だから無意識に町長に噛み付いてしまったり、バルーを襲おうとしてしまったのか。
「あたし、吸血種の食事として食べられたってことだよね?」
「恐らくそうね。気を失ったのは血が少なくなったからじゃないかしら」
「じゃあ、なんであたしは食い殺されないで、子分にされたんだろう」
ナーデルとバルーが同時に首を傾げる。
「途中までは食料として見てたけど、気が変わって後天性……、いや、子分にしたんじゃないのかな?」
バルーの発言に対し、ナーデルが静かに頷いた。
「わたしもそう思うわ。噛みついた時には暗くて誰だか分からなかったけれど、途中で知り合いだと気がついた。このまま血を吸いすぎると殺してしまうから、生かす為に子分にした……とかもあり得るわね」
ミオはナーデルの仮説を聞いて、彼らと同じように首を傾げようとしたが、未だに床に縫い付けられていて無理だった。

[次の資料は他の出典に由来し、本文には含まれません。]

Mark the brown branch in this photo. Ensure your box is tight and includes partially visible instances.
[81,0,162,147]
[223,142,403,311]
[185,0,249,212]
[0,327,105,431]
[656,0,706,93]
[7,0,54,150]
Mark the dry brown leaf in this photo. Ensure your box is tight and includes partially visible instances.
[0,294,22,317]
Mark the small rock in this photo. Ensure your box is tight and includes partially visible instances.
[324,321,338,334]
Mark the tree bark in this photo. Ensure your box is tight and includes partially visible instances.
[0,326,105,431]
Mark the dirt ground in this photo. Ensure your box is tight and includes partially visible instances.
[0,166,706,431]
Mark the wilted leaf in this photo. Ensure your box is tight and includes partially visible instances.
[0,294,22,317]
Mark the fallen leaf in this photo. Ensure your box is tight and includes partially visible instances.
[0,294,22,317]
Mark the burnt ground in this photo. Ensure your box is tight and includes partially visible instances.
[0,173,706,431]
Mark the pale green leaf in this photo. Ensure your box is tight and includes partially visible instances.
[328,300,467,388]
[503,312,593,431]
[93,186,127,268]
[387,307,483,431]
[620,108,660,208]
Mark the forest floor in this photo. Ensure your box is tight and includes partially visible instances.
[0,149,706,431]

「それって、あたしに噛みついた吸血種が、あたしのことを知ってるってことになるよね?」
少女人形は御名答とでも言うように人差し指を立てる。
「吸血種は親分も子分も、定期的に血を飲まないとお腹が空いて暴れてしまうの。おまえの血を飲んだだけでは足りなかったのかもね」
「そんな!」
「だからその後公園に戻って来て、おまえに襲われて倒れていたフリーデルの血を飲んで、飢えを凌いだのかもしれないわ」
「よっ!ナーデル天才!」
人形に推理力で負けていそうな司祭を見て、ミオは少し呆れた。
頭がぐらぐらする。
「……うぅ……っ」
「あらっ!ごめんね!」
辺りに充満する林檎の匂いで意識が飛びそうになる。
バルーはその様子を見てか、急にトランクを漁りだした。
中から赤い液体が入った袋をひとつ取り出す。
「これをどうぞ。しばらくは人間の血の匂いを感じにくくなると思う」
ナーデルは少女を無理矢理起こし、上半身だけ自由が利くようにしてくれた。
バルーから渡されたのは血液バッグだった。
中身が飲みやすいようにキャップが付けられている。
ミオは迷いなくそれを外し、喉へと流し込んだ。
嫌悪感は無かった。
「ふぅ」
本当に飢餓感と渇きが癒えていく。
しかし、何故こんな物をジルヴァ教の司祭が所持しているのだろうか。
「二人は……一体何者なの?」
バルーはトランクを閉めながら微笑んだ。